Küçük İnsan Yoktur, Hikâyeler Vardır

Gönül Dağı (2020) dizisinin çok sevildiğini, kulaktan kulağa yayılarak seyircisini katladığını geçen sezon gördük. Ben de sevenlerinden övgüsünü duyup merak ederek diziyi izlemeye sonradan başlayanlardanım. Bozkırın insanın içini kavuran boşluğunda küçük bir kasabada geçen ve gerçeklik sınırlarını biraz zorladığının farkında olan, bu yüzden kendisine “bozkır masalı” diyen bu dizinin bu kadar sevilmesinin sebebi neydi?

Bir süredir bu soru üzerinde düşünüyorum. Özellikle de büyük yapımlara, zihni zorlayan senaryolara çokça alışmış günümüz seyircisi sadece kendinden bir şeyler bulduğu için mi bu diziyi sevdi? Bence bundan daha fazlası var. Öyle olsaydı bozkırı hiç tanımamış, sadece bir yaz Akdeniz’e giderken karayollarından geçmiş ve o zaman bile boşluktan yorulmuş benim gibi seyircileri yakalaması zor olurdu. Oysaki referansına güvenerek diziyi izlemeye başladığım sinema araştırmacısı da yurtdışında, Hollywood’da sektörde çalışan biriydi. Genç-yaşlı, çoluk-çocuk demeden bir kitleyi ekran başına toplayabilen bu tür dizilerde bireysel öz geçmişlerimizi aşan, dolayısıyla klasik “kendinden bir şeyler bulma”nın ötesine geçen başka bir doku var. Bir süredir bunun ne olduğunun peşindeyim.

Gogol’un Palto adlı uzun hikâyesini öyle böyle hepimiz duymuşuzdur. Bir yayınevi, kapaktaki tanıtımında Palto için “küçük adam’ın doğuşu” ifadesini kullanıyor ve Rus Gerçekçi Edebiyatı’nın başlangıcı kabul ediyor. Peki “küçük adam”ı doğuran bu edebiyat ne yapıyor? Birkaç sayfa sonra onu basit bir kavgada öldürüyor. Zaten küçük adam, bu yüzden küçük adam oluyor: Küçük hesapların peşine düşüp onların kurbanı olan ve ölümü de bir o kadar etkisiz adam. Okurda ufak bir şok etkisi yapan bu uzun hikâyeyi ilk okuduğumda hem yazarın üstümde bırakabildiği hisse şaşırmış hem de tanımlayamadığım bir ruh hâli içine girmiştim. Palto’nun roman yazınında açtığı kapı şüphesiz tartışılmaz. Hatta Dostoyevski gibi herkesin bildiği romancılar dahi bu eserin kendi üzerlerindeki etkisini itiraf edip hakkını teslim eder. [1] Lâkin insanı nereye konumlandırdığı noktasında bu hikâyeyi ele alabilmek ve ilk okuduğumdaki şaşkınlığın adını koyabilmek için üzerine bir düzine yıl devirmem gerekliymiş.

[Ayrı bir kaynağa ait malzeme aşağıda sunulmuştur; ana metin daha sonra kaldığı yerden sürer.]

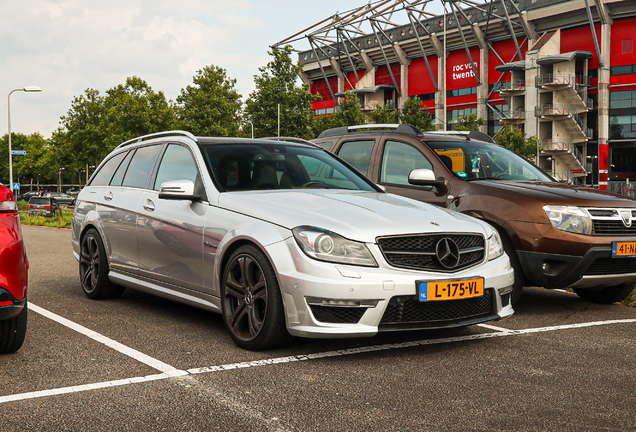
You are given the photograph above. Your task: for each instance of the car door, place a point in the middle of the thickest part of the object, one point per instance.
(118, 203)
(170, 232)
(397, 159)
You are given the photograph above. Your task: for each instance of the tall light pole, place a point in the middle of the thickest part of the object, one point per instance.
(251, 124)
(25, 89)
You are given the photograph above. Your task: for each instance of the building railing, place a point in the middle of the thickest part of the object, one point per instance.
(568, 146)
(551, 79)
(509, 85)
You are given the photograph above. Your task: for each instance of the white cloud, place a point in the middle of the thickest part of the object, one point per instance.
(67, 46)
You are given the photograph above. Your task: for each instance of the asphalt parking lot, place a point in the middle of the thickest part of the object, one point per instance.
(143, 363)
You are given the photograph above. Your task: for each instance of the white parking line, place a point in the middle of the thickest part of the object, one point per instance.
(288, 359)
(491, 327)
(130, 352)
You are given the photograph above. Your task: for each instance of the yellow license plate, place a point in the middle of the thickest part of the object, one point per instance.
(450, 289)
(624, 249)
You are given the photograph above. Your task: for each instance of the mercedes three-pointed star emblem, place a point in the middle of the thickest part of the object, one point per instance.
(447, 253)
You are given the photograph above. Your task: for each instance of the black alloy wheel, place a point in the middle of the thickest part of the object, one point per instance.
(253, 310)
(93, 268)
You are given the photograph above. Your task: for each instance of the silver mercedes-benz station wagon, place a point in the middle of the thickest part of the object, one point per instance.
(283, 239)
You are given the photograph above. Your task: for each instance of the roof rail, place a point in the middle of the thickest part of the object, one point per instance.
(476, 135)
(291, 139)
(344, 130)
(157, 134)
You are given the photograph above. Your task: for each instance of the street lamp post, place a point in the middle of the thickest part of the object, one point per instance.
(251, 124)
(24, 89)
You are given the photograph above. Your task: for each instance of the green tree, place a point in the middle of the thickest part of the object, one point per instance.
(413, 114)
(515, 140)
(349, 112)
(277, 85)
(133, 109)
(384, 115)
(211, 106)
(469, 122)
(84, 131)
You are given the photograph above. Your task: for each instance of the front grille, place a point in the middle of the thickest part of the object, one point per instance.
(417, 252)
(337, 315)
(611, 266)
(409, 310)
(612, 227)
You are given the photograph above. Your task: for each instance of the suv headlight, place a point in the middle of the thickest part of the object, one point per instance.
(570, 219)
(495, 247)
(324, 245)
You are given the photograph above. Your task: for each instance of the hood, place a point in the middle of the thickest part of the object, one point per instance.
(360, 216)
(561, 194)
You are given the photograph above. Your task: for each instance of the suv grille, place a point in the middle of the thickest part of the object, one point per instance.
(611, 266)
(409, 310)
(431, 251)
(609, 221)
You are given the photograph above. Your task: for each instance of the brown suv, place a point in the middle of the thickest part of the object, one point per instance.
(557, 236)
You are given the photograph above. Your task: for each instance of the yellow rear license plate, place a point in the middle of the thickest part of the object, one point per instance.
(624, 249)
(450, 289)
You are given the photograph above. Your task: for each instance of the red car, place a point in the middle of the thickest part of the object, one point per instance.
(14, 267)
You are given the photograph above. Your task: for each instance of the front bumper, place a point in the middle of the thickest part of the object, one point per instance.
(596, 269)
(337, 300)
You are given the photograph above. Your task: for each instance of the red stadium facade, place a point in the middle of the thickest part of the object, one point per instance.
(563, 71)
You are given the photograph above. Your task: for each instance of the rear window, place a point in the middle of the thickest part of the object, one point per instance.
(106, 171)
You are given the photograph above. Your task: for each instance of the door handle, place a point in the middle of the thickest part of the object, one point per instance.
(149, 205)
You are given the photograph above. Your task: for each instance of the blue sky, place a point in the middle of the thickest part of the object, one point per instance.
(67, 46)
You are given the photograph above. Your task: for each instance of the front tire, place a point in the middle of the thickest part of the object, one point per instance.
(13, 331)
(253, 309)
(606, 295)
(93, 268)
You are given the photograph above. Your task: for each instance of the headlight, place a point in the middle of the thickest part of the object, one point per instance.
(495, 247)
(326, 246)
(570, 219)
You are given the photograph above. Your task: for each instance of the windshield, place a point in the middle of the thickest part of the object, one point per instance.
(253, 166)
(470, 160)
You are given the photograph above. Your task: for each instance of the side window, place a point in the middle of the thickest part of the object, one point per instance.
(177, 164)
(141, 166)
(119, 174)
(398, 160)
(358, 154)
(326, 145)
(106, 171)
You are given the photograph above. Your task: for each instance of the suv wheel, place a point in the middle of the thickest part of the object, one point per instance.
(253, 309)
(12, 332)
(93, 268)
(606, 295)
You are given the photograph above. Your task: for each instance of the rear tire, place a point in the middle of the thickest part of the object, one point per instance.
(606, 295)
(253, 309)
(13, 331)
(93, 268)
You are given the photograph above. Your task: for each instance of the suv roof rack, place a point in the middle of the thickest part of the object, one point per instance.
(291, 139)
(399, 128)
(157, 134)
(480, 136)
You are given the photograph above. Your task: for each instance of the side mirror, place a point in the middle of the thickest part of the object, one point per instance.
(426, 177)
(178, 190)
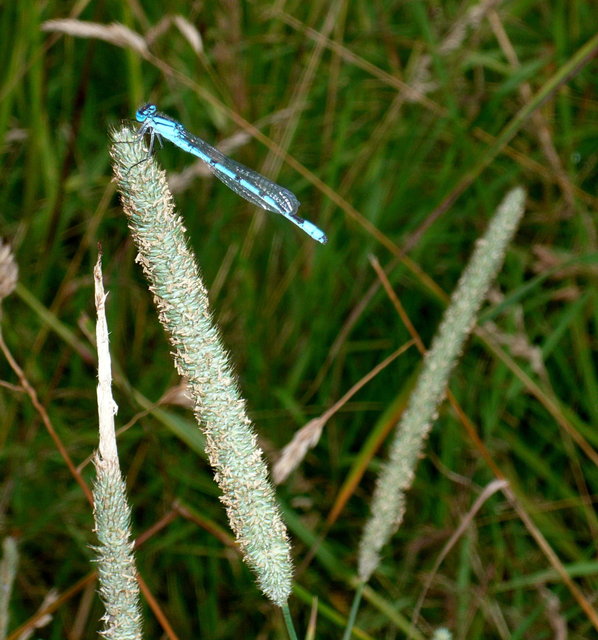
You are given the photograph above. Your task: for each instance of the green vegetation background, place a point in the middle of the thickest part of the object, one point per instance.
(305, 322)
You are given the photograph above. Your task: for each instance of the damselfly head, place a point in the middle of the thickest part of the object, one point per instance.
(147, 111)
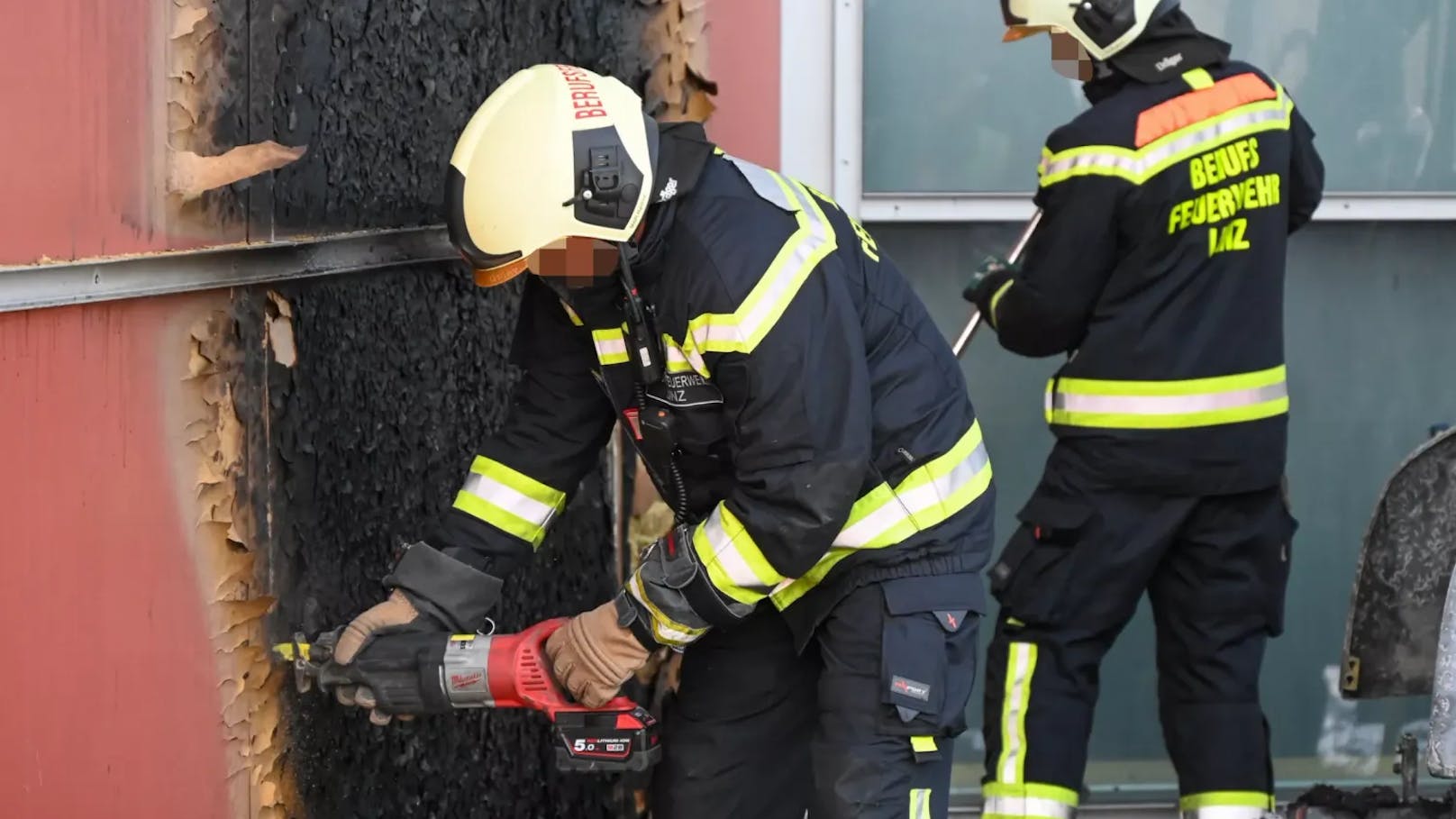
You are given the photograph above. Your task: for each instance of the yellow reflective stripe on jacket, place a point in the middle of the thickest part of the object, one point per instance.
(508, 500)
(1163, 405)
(1152, 159)
(886, 516)
(734, 563)
(664, 628)
(1226, 805)
(1198, 79)
(612, 346)
(1031, 799)
(682, 360)
(742, 330)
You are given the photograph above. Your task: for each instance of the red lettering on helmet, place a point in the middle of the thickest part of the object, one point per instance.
(584, 98)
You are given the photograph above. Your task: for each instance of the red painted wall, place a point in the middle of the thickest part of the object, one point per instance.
(75, 148)
(108, 701)
(744, 60)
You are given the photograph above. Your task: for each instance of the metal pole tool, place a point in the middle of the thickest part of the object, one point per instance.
(1015, 254)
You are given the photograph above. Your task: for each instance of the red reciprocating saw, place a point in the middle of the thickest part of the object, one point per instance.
(439, 672)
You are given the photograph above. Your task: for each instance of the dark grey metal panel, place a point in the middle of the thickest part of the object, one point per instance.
(156, 274)
(1401, 580)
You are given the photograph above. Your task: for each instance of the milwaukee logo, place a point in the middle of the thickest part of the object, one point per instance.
(459, 681)
(1169, 61)
(910, 688)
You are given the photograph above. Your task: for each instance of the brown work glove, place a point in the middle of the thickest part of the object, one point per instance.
(591, 656)
(395, 611)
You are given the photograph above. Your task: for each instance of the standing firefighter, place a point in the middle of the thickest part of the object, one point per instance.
(791, 399)
(1160, 267)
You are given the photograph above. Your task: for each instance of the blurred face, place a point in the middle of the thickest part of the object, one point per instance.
(571, 262)
(1069, 59)
(574, 261)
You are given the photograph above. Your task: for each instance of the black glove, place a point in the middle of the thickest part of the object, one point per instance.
(989, 278)
(430, 594)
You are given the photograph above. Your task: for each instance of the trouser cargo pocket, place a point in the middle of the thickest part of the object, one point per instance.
(928, 653)
(1033, 576)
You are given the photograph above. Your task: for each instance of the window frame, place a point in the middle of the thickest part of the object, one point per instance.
(848, 136)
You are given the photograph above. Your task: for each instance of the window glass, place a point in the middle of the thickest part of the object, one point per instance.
(950, 108)
(1366, 308)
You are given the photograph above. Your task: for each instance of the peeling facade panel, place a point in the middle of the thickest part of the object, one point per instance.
(111, 696)
(213, 471)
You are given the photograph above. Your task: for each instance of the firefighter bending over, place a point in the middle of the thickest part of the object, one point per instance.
(1160, 267)
(794, 404)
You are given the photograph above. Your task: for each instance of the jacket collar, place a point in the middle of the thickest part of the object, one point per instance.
(1165, 51)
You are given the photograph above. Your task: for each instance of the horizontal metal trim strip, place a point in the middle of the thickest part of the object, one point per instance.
(23, 287)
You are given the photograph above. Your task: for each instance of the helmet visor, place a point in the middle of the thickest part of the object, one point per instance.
(1016, 25)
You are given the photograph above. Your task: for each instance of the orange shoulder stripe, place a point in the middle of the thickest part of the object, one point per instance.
(1198, 105)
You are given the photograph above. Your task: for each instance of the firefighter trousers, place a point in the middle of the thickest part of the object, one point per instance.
(1070, 578)
(858, 724)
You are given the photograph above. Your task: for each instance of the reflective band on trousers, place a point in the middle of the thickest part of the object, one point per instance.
(919, 804)
(928, 497)
(508, 500)
(1160, 405)
(1027, 806)
(1021, 665)
(1226, 805)
(1033, 799)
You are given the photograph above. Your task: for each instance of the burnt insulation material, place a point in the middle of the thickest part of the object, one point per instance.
(378, 91)
(359, 446)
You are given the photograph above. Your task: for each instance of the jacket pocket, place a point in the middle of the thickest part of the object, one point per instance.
(928, 653)
(1033, 576)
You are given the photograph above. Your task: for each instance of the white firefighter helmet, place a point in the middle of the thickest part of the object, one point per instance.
(555, 153)
(1101, 26)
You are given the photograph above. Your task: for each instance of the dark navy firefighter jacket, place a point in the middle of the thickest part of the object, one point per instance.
(822, 427)
(1160, 268)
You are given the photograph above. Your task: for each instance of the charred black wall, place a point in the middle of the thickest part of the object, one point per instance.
(399, 375)
(359, 448)
(380, 89)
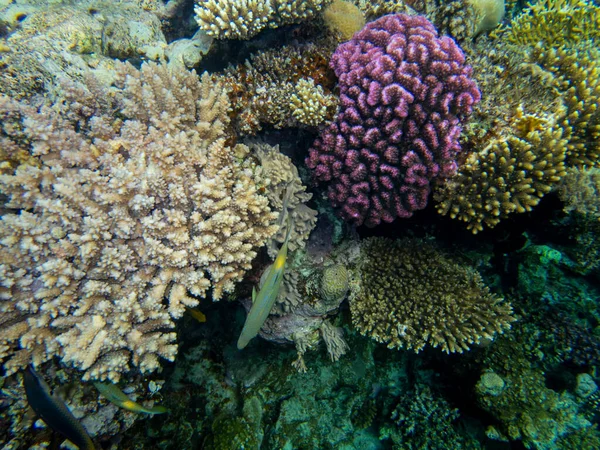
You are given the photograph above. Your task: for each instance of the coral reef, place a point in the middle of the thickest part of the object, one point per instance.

Doğduğumuz, içinde büyüdüğümüz kültürde küçük insan kimdir, büyük insan kimdir şöyle bir düşününce; aklıma bir nokta kadar küçülse dahi zübde-i âlem olan insan geliyor. Kâinatın özünü kendinde toplamış, her biri içinde ayrı bir âlem taşıyan küçük insanlar. Günlük koşturmacasıyla, maişet derdiyle, masalsı hayalleriyle, büyük idealleriyle, çok şey istemeyen kanaatkâr hâlleriyle; öyle ya da böyle kişisel hikâyesi kıymetli “küçük insanlar”. Gönül Dağı dizisinin karakter kataloğu, bozkırın düzlüğünde işte böyle bir harita çıkarıyor. Biri uçak mucidi, kasabanın boşluğunu teknoloji vadisine çevirmek istiyor. Biri duyduğu bir sesin peşine takılmışken diğer biri sesini duyurmak için çabalıyor. Büyüklü küçüklü pek çok hayal, gündelik-ideal ayrımı olmaksızın eşit derecede kıymetli olduğu hissettirilen dertler ve bitmeyen bir koşuşturmaca. 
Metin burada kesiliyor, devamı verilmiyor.